El analista Gustavo Mura profundizó en el aislamiento internacional de Irán tras la muerte de Ali Khamenei, confirmada por Donald Trump, destacando que aliados como Rusia y China no intervendrán activamente por sus propios intereses. Rusia se limita a declaraciones formales debido a su guerra en Ucrania, mientras China prioriza el comercio y evita involucrarse en conflictos que afecten a países como Emiratos Árabes Unidos, donde se avistaron misiles sobrevolando Dubái.
Mura enumeró los países damnificados por daños colaterales iraníes, incluyendo Israel, Bahréin, Qatar, Irak, Kuwait, Emiratos Árabes Unidos, Arabia Saudí y Jordania, todos sunitas opuestos al régimen teocrático chiíta de Irán, salvo Irak por afinidad religiosa. Estos naciones temen una escalada por el impacto en el petróleo y piden contención a Estados Unidos, priorizando la estabilidad comercial sobre la ideología iraní.
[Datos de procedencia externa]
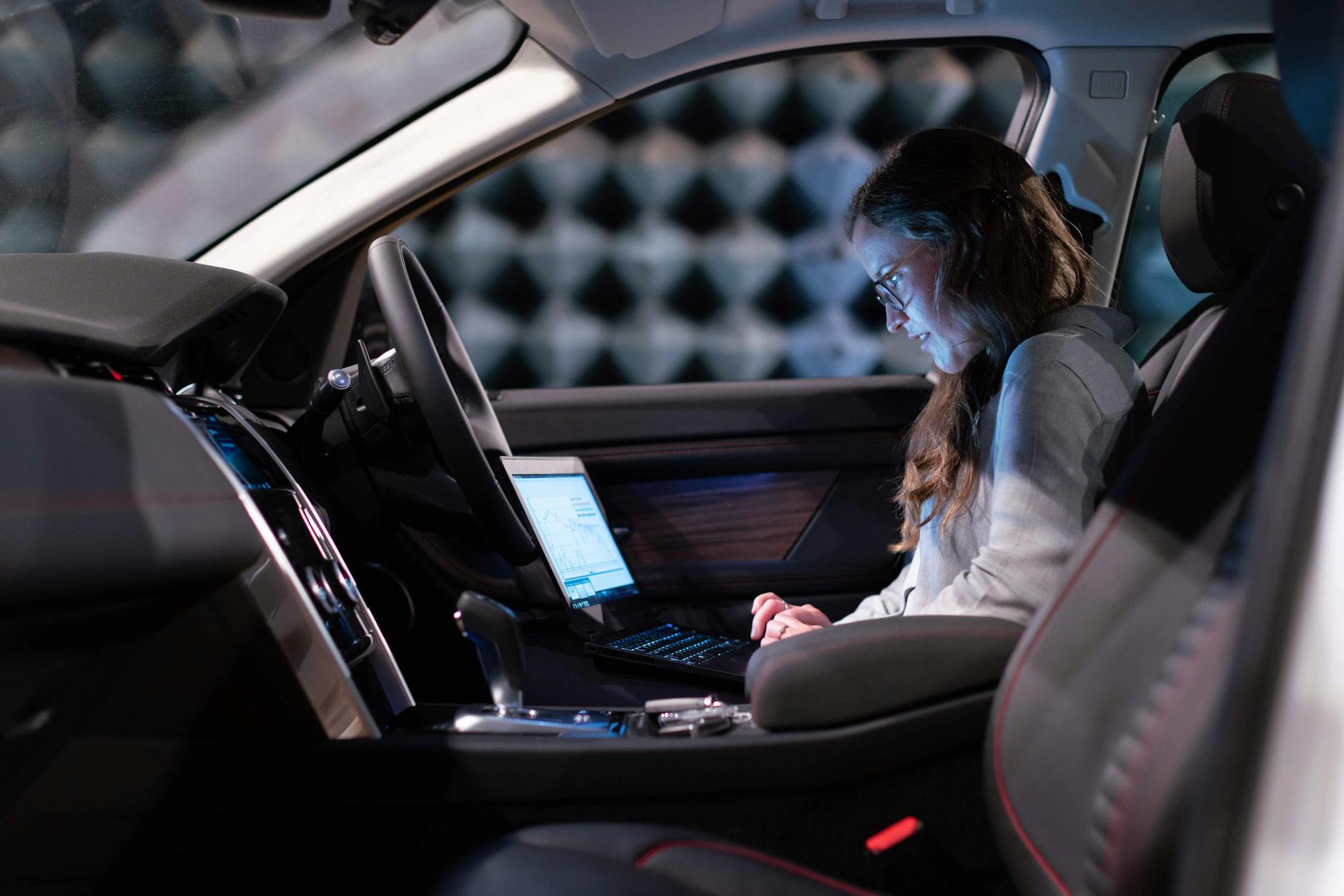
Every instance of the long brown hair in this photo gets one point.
(1008, 261)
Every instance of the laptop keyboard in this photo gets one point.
(673, 642)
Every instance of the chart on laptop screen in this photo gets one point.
(575, 537)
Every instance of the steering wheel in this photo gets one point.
(458, 412)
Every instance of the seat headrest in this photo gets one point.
(1235, 169)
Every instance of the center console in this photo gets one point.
(302, 583)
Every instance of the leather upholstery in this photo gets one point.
(633, 860)
(1235, 169)
(1074, 720)
(1097, 723)
(864, 671)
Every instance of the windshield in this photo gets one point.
(157, 126)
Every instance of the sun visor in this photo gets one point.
(139, 309)
(638, 29)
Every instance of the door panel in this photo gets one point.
(728, 489)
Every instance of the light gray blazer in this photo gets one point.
(1043, 439)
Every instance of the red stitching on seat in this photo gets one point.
(1003, 707)
(753, 855)
(1142, 752)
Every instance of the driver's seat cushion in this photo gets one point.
(633, 860)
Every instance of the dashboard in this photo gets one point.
(300, 583)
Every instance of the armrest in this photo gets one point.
(867, 669)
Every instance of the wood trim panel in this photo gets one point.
(716, 519)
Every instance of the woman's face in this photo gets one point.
(951, 344)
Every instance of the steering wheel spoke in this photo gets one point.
(458, 413)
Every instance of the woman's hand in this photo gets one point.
(773, 619)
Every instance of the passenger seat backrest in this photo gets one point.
(1092, 732)
(1235, 171)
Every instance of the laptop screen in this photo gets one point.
(575, 537)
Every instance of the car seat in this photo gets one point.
(1235, 134)
(1098, 719)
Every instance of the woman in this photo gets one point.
(972, 259)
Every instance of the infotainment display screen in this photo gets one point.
(575, 537)
(234, 456)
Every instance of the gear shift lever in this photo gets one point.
(495, 632)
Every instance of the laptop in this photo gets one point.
(593, 578)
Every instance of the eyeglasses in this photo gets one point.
(886, 294)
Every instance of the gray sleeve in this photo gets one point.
(1049, 441)
(890, 601)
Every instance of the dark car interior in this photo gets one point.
(233, 630)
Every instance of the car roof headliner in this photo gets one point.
(746, 29)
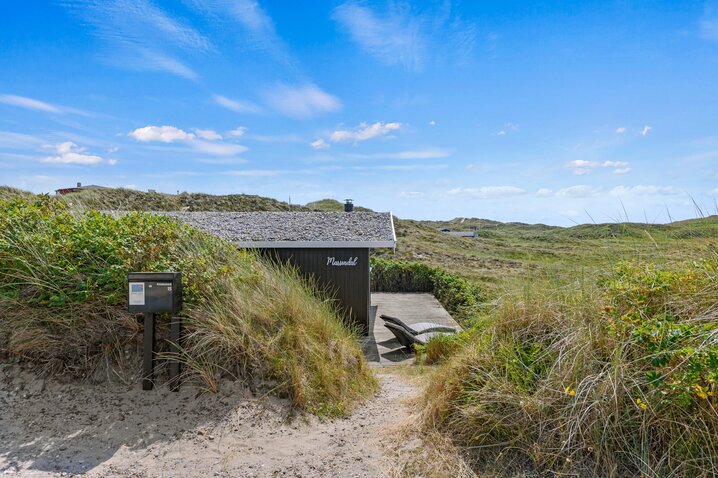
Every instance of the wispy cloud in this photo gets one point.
(364, 132)
(411, 167)
(205, 141)
(486, 192)
(236, 106)
(258, 29)
(141, 35)
(303, 101)
(237, 132)
(578, 191)
(208, 134)
(643, 190)
(405, 37)
(581, 167)
(319, 144)
(412, 194)
(164, 134)
(29, 103)
(69, 153)
(395, 38)
(38, 105)
(430, 153)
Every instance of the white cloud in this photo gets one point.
(412, 194)
(171, 134)
(258, 32)
(208, 134)
(410, 167)
(486, 192)
(277, 138)
(236, 106)
(430, 153)
(581, 167)
(476, 167)
(141, 35)
(319, 143)
(237, 132)
(392, 39)
(544, 193)
(218, 149)
(29, 103)
(579, 191)
(642, 190)
(407, 36)
(257, 173)
(165, 134)
(364, 132)
(69, 153)
(301, 101)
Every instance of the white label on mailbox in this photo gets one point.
(137, 293)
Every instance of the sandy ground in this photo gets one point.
(52, 429)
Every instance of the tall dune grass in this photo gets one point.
(63, 306)
(609, 378)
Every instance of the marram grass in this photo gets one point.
(63, 305)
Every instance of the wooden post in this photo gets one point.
(148, 359)
(175, 365)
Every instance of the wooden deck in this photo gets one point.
(381, 347)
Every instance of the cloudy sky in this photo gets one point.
(554, 112)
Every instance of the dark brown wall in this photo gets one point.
(350, 284)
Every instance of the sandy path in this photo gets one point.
(72, 429)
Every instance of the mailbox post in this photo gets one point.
(150, 293)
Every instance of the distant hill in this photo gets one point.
(128, 199)
(8, 192)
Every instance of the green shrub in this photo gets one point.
(458, 295)
(613, 380)
(63, 304)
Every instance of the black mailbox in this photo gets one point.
(155, 292)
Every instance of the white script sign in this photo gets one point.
(352, 261)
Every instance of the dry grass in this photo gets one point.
(63, 306)
(550, 388)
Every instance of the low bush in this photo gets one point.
(63, 304)
(613, 379)
(461, 297)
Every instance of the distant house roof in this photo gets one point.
(296, 229)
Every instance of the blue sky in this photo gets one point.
(553, 112)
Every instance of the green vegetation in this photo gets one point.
(508, 252)
(8, 192)
(459, 296)
(63, 306)
(131, 200)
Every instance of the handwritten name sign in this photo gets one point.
(351, 262)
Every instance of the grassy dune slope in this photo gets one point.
(63, 305)
(511, 251)
(131, 200)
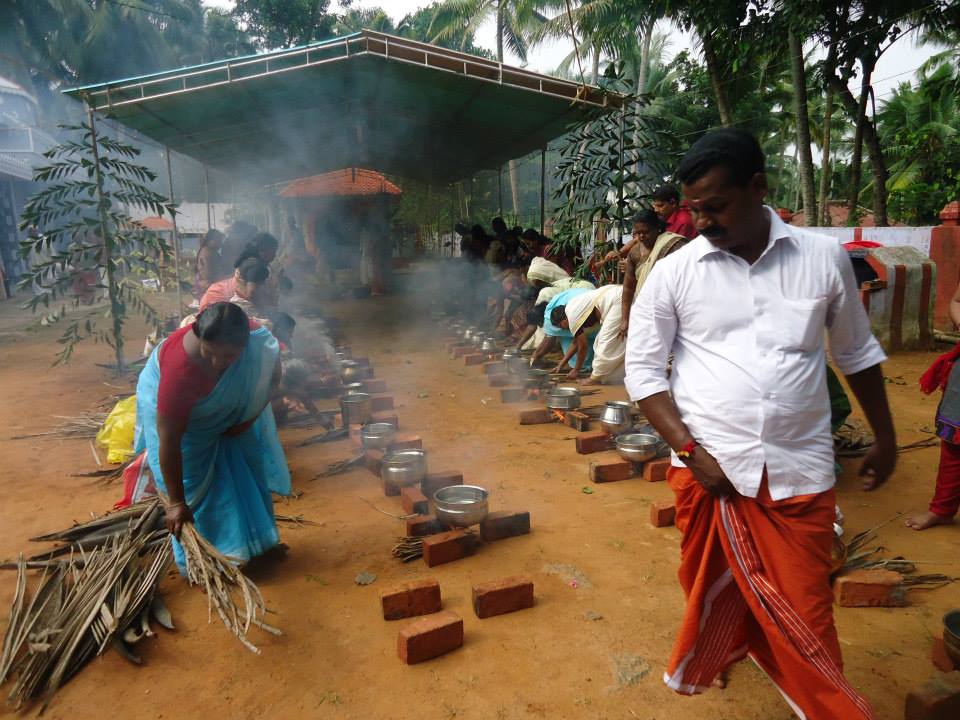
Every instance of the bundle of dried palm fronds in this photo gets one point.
(81, 606)
(84, 426)
(234, 596)
(98, 590)
(862, 553)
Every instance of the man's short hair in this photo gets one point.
(253, 270)
(558, 314)
(666, 193)
(733, 149)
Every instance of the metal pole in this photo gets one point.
(543, 190)
(500, 191)
(176, 235)
(206, 191)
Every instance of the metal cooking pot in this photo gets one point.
(402, 468)
(617, 417)
(637, 447)
(356, 409)
(563, 398)
(461, 505)
(377, 436)
(351, 371)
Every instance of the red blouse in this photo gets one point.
(182, 382)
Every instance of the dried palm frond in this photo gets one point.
(234, 596)
(84, 426)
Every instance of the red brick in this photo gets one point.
(414, 501)
(938, 699)
(495, 367)
(388, 489)
(445, 478)
(870, 588)
(430, 637)
(504, 524)
(537, 416)
(387, 417)
(420, 597)
(354, 430)
(577, 420)
(374, 386)
(423, 525)
(378, 403)
(656, 470)
(447, 547)
(663, 513)
(406, 441)
(511, 395)
(502, 596)
(592, 442)
(372, 460)
(939, 657)
(612, 471)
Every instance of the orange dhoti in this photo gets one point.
(756, 574)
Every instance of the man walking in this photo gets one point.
(743, 309)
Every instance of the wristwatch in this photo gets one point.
(687, 450)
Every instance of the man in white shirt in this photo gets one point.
(743, 309)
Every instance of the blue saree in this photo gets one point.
(227, 481)
(565, 336)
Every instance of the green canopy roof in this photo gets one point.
(366, 100)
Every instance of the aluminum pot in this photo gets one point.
(563, 398)
(617, 417)
(377, 436)
(403, 468)
(951, 635)
(637, 447)
(351, 371)
(356, 409)
(461, 505)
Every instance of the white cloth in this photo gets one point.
(749, 370)
(609, 348)
(545, 271)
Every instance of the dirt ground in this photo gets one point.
(594, 648)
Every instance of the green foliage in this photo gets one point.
(78, 229)
(284, 23)
(607, 169)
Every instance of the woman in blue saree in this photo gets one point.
(204, 418)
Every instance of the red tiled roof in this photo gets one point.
(156, 223)
(349, 182)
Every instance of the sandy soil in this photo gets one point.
(337, 657)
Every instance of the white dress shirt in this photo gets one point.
(749, 370)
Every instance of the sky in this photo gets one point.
(897, 65)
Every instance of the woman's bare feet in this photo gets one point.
(925, 520)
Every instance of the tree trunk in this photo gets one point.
(824, 203)
(644, 71)
(799, 74)
(500, 30)
(779, 196)
(716, 81)
(103, 209)
(869, 136)
(512, 165)
(856, 162)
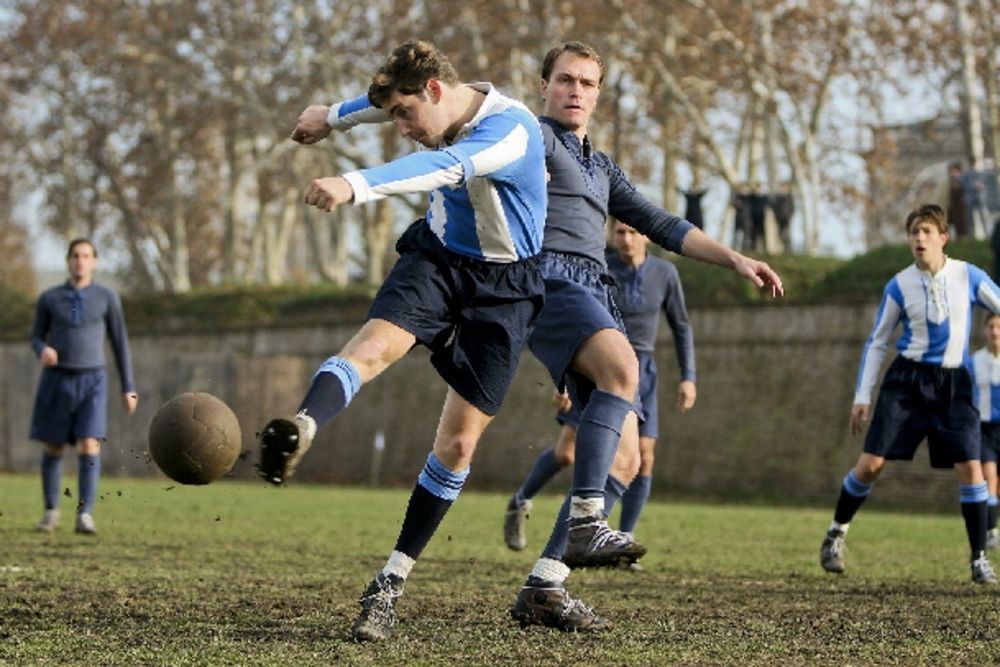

El experto planteó escenarios para la sucesión: un régimen teocrático renovado y más flexible podría surgir, con Trump dejando abierta esa posibilidad al eliminar "al asesino" Khamenei, siempre con aval israelí. Factores políticos como la posición precaria de Netanyahu y las ambiciones de Trump para un tercer mandato influyen, junto al rol clave de Israel en el ataque conjunto con Estados Unidos.
Mura alertó sobre posibles represalias: aunque el régimen descabezado es frágil, admiradores en Argentina, algunos mediáticos, podrían actuar con odio, desde acciones psicológicas hasta daños graves. Recordó los atentados terroristas ordenados por Irán en Argentina, como el a la embajada de Israel, justificando el refuerzo de seguridad en el país.